When Burton traveled to Puerto Vallarta to film “Iguana,” Taylor came too. The gossip rags tried to make it a whole scandal about how she was worried that he would have affairs with Kerr (too graceful! Wouldn’t do it!), Lyon (yikes, she was barely 18), or Gardner (see, this one I understand). But really, Taylor just wanted to be where Burton was, even if it was on a buggy, humid coastline that was then in the middle of nowhere. She did have certain standards, of course. The couple originally stayed at a beachside motel, but Taylor apparently had a meltdown over a flying cockroach in their room and demanded more luxurious accommodations. Knowing that he had to retain both his star and his headlines, Huston immediately gave his Puerto Vallarta villa in what was known as “Gringo Gulch” to the couple to stay in. It was called Casa Kimberly, and it is a knock-out, and it is now a bed-and-breakfast where you can stay (I promised, these letters always have a hotel in them).

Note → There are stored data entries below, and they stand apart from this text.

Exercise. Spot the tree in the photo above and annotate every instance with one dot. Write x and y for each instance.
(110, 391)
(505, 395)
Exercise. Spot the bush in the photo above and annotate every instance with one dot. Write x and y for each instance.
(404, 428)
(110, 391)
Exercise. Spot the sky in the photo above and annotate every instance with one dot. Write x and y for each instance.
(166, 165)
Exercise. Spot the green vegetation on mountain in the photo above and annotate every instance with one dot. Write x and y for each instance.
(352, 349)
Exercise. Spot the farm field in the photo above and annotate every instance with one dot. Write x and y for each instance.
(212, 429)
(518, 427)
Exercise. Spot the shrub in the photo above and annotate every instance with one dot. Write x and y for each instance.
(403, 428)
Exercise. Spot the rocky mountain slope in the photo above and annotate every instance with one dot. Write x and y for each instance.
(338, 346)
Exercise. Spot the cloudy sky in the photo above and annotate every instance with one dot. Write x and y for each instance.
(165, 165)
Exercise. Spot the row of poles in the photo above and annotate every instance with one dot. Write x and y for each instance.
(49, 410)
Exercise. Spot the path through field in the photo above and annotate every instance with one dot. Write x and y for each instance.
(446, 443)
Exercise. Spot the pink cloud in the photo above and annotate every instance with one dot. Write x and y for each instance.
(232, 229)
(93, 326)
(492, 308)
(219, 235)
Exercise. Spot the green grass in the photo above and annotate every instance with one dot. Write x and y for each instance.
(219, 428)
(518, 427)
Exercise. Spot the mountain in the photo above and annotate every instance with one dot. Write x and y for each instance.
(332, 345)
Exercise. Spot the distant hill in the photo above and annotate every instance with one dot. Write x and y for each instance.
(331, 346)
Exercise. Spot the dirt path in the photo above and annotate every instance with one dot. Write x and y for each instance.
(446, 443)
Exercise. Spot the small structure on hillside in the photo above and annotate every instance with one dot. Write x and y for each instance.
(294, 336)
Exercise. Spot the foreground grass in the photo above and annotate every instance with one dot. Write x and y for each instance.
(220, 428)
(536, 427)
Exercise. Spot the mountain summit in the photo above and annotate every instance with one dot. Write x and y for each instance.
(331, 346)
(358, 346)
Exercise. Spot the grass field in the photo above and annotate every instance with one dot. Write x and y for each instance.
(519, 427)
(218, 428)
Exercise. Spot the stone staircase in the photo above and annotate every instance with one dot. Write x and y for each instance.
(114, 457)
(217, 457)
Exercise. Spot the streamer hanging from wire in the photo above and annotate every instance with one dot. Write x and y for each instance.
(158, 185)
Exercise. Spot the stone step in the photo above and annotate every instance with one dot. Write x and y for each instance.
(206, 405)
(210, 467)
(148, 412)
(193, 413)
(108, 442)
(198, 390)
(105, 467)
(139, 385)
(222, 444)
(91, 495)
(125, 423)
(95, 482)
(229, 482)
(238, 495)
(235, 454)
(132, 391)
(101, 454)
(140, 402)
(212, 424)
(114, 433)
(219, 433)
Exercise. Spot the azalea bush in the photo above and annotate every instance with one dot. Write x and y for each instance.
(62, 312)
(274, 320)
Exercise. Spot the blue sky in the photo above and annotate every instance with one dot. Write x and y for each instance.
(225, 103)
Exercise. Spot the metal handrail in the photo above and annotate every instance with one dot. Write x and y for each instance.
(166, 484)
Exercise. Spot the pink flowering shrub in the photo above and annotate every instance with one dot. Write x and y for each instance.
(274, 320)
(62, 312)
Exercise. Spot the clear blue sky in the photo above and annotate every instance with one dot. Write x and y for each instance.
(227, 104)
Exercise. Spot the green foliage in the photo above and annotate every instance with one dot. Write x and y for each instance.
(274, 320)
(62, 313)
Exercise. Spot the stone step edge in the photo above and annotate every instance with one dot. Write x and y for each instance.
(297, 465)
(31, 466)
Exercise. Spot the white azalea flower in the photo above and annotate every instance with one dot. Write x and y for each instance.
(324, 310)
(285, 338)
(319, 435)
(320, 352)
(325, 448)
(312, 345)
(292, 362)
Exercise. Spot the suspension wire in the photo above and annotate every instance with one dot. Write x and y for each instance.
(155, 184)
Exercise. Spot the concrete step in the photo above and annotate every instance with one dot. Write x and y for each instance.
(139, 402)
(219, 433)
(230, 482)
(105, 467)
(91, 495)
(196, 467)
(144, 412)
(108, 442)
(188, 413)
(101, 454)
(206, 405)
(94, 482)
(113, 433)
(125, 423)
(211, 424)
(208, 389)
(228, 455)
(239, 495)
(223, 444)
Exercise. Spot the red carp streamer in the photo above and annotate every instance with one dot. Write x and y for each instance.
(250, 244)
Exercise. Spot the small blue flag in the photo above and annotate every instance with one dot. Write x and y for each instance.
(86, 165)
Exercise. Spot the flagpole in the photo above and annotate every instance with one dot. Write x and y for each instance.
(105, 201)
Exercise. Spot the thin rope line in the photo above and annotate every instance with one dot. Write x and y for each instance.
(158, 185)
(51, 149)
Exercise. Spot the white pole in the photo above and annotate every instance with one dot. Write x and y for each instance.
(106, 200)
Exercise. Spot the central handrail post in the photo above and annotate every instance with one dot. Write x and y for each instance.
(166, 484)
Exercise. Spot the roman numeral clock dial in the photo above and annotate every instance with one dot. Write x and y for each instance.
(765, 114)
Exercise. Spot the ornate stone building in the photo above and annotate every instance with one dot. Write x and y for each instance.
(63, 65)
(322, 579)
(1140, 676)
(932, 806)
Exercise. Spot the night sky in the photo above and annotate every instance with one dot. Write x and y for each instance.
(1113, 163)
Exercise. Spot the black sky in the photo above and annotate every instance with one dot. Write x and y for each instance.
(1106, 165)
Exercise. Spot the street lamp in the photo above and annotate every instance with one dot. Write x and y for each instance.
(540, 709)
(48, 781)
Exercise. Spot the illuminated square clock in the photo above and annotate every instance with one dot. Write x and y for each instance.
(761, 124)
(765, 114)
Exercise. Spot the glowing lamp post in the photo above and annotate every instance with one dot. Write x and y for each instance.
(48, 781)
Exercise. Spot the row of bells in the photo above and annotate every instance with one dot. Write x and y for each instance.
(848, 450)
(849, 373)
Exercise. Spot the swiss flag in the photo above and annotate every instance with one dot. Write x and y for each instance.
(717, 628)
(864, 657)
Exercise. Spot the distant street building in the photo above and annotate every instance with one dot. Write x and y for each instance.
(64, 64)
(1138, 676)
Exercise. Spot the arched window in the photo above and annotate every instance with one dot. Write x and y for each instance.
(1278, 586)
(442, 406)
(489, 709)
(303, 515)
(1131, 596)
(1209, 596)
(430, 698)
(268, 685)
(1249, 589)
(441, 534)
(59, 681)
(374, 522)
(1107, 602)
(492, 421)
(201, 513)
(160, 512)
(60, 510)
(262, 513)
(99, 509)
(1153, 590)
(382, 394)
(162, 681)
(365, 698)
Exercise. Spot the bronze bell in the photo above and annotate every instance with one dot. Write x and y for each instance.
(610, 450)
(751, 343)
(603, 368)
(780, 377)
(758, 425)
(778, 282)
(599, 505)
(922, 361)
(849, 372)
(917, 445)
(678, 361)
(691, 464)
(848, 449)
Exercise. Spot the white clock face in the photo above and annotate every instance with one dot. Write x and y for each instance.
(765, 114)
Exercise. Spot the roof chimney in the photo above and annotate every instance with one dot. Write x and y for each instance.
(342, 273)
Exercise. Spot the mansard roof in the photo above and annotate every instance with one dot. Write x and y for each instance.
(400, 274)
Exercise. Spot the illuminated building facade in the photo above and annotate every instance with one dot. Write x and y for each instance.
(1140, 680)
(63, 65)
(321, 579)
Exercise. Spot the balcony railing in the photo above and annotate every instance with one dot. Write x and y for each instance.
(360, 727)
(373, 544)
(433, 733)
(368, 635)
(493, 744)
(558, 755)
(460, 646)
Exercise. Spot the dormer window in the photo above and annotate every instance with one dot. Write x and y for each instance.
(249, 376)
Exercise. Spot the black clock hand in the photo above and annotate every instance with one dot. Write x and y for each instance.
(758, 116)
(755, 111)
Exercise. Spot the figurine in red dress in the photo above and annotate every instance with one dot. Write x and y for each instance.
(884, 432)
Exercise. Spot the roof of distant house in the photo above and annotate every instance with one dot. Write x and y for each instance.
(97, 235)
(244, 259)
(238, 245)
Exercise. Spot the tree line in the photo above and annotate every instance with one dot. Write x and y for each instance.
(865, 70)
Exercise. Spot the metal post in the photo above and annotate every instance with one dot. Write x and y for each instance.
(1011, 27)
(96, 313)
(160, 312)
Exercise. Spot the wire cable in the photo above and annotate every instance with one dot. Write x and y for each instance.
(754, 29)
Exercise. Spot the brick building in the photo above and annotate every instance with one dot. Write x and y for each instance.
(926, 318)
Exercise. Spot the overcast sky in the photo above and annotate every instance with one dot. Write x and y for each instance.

Here is a view of one of the villa suites:
Burton ended up buying Casa Kimberly for Taylor as a gift, and bought the house across the street for himself, and constructed a pink bridge that went between the two (name a more ideal romantic scenario, I’ll wait).
Taylor loved the compound so much that she kept going back there even after she and Burton divorced (and re-married, and split again). It was only after Burton died, at only fifty-eight years old of a cerebral hemorrhage, that Taylor stopped going back to Casa Kimberly. She tried to sell it in the 1980s – with all of her belongings still in it – for $1 million, but nobody bid on it. She ended up selling it a decade later for $475,000 in cash, to a real estate developer from California named Carolyn Holstein who promptly converted the place into a lavish B&B. In an interview with Holstein and her boyfriend in 1991, the boyfriend, a retired junior high teacher named Maurice “Maury” Mintzner, told the South Florida Sun-Sentinel that he and Holstein were “doing the Liz n’ Dick thing.” So, from the most epic Hollywood romance of the twentieth century to a guy named Maury cosplaying in a villa his girlfriend bought at half price. There is a metaphor somewhere in there. We are all iguanas at the end of our goddamn rope.
See you tonight. 6:30PST/9:30 EST.
Yours truly,
The Management
This brought me so much happiness this morning. WHAT A STORY! I read/ watched Night of the Iguana for a lit and film class freshman year of college and haven’t stopped thinking about it since.